Like Kahn, he said the poverty simulation brought home the challenges facing many of his patients in a very powerful way.
“Even though we all knew it was a game,” he recalled, adding that he played the father and head of a household in his simulation, “it became very real.”
Rolling with the Punches
Wagener told BusinessWest she had heart surgery as an infant and has vivid memories of some of the follow-up visits to the hospital.
She recalls having a temper tantrum upon being informed that she couldn’t keep an X-ray taken of her.
Overall, she said science and medicine are in her blood, and that’s why she took the healthcare fork along the career path. “I took an anatomy class in junior or senior year of high school, and that got me full into it,” she said, adding that further inspiration was provided by listening to the stories of some classmates diagnosed with cancer.
A native of the Pittsburgh area, she preferred to stay somewhat close to home for her residency, but she also read — and actually called up the quote on her phone to verify — that Baystate “has the happiest residents in the country.”
On match day, she got a text informing her that she would be one of them.

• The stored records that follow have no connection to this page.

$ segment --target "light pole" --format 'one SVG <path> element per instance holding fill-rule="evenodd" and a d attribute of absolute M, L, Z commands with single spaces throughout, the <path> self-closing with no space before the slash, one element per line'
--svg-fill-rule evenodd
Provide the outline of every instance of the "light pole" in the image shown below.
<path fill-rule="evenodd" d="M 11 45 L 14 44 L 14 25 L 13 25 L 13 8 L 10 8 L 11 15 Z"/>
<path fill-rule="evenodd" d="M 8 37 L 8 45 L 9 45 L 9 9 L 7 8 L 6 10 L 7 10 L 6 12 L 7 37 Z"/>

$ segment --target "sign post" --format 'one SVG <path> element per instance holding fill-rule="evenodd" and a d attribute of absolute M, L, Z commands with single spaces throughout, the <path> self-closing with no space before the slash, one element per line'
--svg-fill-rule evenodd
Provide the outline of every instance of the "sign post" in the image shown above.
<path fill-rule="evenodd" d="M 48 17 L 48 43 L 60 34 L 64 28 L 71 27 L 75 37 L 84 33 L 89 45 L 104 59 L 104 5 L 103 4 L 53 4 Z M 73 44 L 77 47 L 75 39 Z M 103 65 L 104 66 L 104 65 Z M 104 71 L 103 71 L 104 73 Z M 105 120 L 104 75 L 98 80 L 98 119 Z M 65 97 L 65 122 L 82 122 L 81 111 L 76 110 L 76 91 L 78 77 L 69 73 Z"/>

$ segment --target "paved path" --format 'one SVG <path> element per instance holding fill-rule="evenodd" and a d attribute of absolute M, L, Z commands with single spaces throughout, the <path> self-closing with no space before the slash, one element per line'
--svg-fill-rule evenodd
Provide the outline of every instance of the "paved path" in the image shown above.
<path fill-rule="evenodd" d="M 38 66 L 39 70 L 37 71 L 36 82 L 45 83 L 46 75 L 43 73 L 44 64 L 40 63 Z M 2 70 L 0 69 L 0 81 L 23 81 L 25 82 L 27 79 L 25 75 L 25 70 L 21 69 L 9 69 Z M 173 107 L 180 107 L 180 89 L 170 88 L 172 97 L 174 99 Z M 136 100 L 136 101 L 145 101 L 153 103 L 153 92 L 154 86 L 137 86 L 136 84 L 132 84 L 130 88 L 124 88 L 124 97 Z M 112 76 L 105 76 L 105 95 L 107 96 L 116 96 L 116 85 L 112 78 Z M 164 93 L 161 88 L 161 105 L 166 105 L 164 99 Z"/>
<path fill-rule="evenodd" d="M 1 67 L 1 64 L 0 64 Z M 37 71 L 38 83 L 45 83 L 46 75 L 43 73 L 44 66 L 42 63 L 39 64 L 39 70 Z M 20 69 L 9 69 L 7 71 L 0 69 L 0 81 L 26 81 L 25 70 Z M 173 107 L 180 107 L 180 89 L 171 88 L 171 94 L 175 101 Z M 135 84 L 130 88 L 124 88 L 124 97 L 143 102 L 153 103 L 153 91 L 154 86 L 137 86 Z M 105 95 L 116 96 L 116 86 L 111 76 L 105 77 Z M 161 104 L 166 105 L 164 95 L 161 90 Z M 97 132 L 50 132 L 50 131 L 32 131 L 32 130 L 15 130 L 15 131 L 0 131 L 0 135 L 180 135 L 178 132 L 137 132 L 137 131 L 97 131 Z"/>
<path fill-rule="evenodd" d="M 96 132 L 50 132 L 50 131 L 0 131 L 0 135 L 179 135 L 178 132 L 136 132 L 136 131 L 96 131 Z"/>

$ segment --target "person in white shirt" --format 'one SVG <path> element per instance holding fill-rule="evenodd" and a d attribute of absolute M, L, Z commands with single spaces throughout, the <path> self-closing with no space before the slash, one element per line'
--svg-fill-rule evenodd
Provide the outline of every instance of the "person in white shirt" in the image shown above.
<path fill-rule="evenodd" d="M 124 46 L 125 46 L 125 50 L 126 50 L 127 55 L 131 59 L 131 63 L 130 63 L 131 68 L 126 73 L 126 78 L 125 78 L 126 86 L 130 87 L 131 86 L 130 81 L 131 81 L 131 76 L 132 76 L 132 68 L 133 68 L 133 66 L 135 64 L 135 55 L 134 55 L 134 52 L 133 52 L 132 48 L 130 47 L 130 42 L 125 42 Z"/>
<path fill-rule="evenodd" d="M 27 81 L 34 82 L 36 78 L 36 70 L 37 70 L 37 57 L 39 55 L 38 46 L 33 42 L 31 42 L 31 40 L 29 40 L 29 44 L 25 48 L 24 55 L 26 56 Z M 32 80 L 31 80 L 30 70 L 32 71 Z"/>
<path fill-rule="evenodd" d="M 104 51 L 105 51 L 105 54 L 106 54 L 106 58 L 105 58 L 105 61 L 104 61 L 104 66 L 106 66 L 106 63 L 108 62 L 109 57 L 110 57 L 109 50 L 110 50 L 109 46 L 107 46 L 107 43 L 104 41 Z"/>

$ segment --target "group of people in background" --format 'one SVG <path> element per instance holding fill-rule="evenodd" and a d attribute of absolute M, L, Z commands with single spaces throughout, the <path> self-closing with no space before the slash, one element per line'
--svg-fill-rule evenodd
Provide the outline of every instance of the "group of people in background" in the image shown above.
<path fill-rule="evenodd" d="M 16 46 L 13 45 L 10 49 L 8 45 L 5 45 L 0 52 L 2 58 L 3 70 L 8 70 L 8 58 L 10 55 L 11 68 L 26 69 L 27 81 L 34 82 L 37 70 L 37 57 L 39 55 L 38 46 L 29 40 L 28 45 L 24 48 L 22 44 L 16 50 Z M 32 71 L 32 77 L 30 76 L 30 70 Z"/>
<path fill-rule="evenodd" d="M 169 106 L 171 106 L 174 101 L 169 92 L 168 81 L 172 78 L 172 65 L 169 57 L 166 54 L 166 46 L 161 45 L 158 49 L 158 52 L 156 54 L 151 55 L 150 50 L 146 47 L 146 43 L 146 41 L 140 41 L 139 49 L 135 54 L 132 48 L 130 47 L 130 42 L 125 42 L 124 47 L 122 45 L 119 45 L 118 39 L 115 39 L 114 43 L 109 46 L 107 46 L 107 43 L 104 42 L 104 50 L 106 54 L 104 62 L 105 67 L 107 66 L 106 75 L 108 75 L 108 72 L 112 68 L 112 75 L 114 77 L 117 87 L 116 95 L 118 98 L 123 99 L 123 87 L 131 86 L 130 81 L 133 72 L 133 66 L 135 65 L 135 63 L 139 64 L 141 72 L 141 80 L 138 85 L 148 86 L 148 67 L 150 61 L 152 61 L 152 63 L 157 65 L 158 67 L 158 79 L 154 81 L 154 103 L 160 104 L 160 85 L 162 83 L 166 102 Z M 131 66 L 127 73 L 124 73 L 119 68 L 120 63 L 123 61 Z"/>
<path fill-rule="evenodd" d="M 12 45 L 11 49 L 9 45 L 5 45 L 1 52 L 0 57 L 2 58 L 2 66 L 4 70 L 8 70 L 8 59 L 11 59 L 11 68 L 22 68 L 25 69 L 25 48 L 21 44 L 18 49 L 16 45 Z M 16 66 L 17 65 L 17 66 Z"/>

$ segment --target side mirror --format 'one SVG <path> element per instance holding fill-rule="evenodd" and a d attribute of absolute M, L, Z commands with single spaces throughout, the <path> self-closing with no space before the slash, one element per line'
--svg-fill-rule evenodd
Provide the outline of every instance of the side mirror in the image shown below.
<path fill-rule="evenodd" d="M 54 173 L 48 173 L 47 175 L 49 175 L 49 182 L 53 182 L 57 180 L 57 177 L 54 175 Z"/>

As noted, her residency is in what’s known as ‘med-peds,’ a combination of internal medicine and pediatrics, which means she has many career options to consider as her residency plays out over the next three years, both general and very specialized.
Early into her residency, she has spent considerable time at the clinic in Mason Square, where she’s taking care of patients and getting a first-hand look at the challenges facing a population that is, for the most part, living at or below the poverty line.
“At Mason Square, we have a very underserved population of patients,” she explained. “These are people not only with complicated medical issues, but also people who might struggle to get the resources that would help with their treatment. In the clinic, it’s not only learning the medicine, it’s also learning how to navigate the resources that we have for patients and helping them get what they need, not only medicine-wise, but with things in the home as well.”
Overall, it’s work that is in many ways different from medical school.
“It feels different when the decisions are yours and you’re not just recording for someone else,” she said, adding that she is new to such duties as ordering tests and prescribing medications. “There is a lot of responsibility that comes with that, and you want to do well by your patients.”
As for roller derby, she said it’s like medicine in a lot of ways, especially when it comes to teamwork.
“You have to have a good team and a strong sense of teamwork and collaboration,” she said, referring to both the roller-derby rink and a hospital or clinic. “Communication is the name of the game.
“You’ve got to put yourself out there,” she continued while expanding the analogy to her current work in residency. “In roller derby, one of the first things they teach us is falling and how to fall safely; they teach you how to fall so hopefully you can fall less in the future. If you make a mistake by falling, you know to get back up again and jump back into it — it’s in the same in this setting. And there’s a lot of encouragement as well; we pick each other up.”
Study in Determination
Wagener told BusinessWest she’s going to be very careful and patient when it comes to roller derby, and she wasn’t just talking about her knee.
“It’s a sport that can easily take over your life,” she said, while quickly noting that she’s already had her life taken over by something else — her med-peds residency.
It’s a three-year journey and a critical step in one’s career in healthcare. It’s a learning experience, but also a life-changing experience, as these residents, only a few weeks into the process, already know.